As for the second "identity." that's not really an identity. An identity means that the equation must hold for all values. If we plug in, say, pi/2 (90 degrees), we can see the equation doesn't hold:
\(\displaystyle \dfrac{3\pi}{2} + \dfrac{\pi}{2} = sin \left(\dfrac{\pi}{2} \right) \implies 2\pi = 1\)
Oops. That's not true. 6.28... does not equal 1! Perhaps revisit the problem and clarify any typos you (or possibly the book) may have made.
Solve the following trigonometric equations in the range 0 deg to 360 deg
2sec^2(ϕ) + 5 tan(ϕ) = 3
Here you'll want to use another one of the Pythagorean Identities. Namely \(\displaystyle sec^2(\phi) = tan^2(\phi)+1\). Making that substitution leaves you with a quadratic. Maybe make another substitution and let \(\displaystyle u=tan(\phi)\). Can you solve that quadratic in terms of u?

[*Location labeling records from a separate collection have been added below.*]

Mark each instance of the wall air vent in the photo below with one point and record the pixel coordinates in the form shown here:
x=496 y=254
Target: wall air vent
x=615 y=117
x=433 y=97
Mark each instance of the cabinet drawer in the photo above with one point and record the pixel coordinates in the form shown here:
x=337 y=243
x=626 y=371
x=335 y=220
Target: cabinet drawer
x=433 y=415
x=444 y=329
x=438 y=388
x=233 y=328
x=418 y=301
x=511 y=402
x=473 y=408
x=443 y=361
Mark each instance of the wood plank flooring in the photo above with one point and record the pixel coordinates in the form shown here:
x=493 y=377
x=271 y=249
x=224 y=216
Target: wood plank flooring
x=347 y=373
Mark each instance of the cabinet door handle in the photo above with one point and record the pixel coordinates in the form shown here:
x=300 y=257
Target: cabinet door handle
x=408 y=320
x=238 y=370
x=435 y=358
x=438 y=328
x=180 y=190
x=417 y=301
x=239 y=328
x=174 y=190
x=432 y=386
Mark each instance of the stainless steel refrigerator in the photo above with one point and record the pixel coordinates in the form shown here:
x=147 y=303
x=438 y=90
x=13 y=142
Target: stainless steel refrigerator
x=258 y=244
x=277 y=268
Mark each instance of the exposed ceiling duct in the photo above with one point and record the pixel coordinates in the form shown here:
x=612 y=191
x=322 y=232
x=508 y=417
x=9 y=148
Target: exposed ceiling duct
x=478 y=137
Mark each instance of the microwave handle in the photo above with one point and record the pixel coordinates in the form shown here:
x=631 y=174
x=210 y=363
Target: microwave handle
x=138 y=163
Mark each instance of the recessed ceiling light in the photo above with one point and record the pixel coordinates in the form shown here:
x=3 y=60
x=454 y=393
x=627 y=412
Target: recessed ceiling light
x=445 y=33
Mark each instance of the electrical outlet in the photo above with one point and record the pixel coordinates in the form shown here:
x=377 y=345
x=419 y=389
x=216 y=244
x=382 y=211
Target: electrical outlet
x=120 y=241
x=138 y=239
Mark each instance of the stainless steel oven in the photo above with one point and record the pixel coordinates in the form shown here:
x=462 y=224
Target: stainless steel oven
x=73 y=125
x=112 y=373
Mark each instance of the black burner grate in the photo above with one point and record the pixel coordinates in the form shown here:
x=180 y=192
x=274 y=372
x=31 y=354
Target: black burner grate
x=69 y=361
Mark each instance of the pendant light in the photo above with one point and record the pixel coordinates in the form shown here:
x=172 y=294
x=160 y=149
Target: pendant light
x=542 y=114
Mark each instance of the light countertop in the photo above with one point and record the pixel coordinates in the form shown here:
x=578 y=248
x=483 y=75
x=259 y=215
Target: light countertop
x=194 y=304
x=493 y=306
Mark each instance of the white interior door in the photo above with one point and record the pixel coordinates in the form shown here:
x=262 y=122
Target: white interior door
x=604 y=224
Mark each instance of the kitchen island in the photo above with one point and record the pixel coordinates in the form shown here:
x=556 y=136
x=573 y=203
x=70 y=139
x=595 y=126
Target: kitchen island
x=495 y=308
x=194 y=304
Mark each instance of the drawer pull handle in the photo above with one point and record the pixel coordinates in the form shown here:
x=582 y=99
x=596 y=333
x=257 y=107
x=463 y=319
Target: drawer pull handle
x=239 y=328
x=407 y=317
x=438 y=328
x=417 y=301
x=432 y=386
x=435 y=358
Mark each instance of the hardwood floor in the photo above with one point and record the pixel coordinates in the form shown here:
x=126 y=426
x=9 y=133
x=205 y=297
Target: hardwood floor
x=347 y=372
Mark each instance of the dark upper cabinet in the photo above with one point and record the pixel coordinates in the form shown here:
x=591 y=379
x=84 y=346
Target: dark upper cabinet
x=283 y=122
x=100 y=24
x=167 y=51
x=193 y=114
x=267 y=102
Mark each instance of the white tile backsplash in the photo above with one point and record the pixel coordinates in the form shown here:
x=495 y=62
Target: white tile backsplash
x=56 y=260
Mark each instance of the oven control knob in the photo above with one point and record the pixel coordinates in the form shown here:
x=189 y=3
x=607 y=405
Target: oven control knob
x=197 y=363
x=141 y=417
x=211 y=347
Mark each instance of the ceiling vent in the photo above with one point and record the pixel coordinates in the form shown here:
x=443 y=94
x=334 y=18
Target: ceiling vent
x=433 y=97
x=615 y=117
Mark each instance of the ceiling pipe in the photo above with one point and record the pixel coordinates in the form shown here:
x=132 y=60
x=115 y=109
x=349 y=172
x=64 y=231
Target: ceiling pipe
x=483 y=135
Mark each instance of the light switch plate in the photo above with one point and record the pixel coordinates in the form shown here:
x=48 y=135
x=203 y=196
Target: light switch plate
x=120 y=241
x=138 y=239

Remember to back-substitute \(\displaystyle tan(\phi)\) when you're done.
Prove the hyperbolic identities
coth(x) = 2cosech(2x) + tan(x)
This is another case where what you've posted isn't actually an identity. Again, you'll need to review and correct any errors.
Given 5e^x - 4e^-x =A sinh x + B cosh x, Find A and B
For this problem, you'll need to know the definitions of hyperbolic sine and hyperbolic sine. Both those functions are defined in terms of e, as:
\(\displaystyle sinh(x)=\dfrac{e^x-e^{-x}}{2}\) and \(\displaystyle cosh(x)=\dfrac{e^x+e^{-x}}{2}\)
From the above, it follows that:
\(\displaystyle sinh(x)+cosh(x)=e^x\)
How do you think you might use this information to help solve the problem? As a hint, I'd start with the left-hand side of the equation and leave the right-hand side alone for now.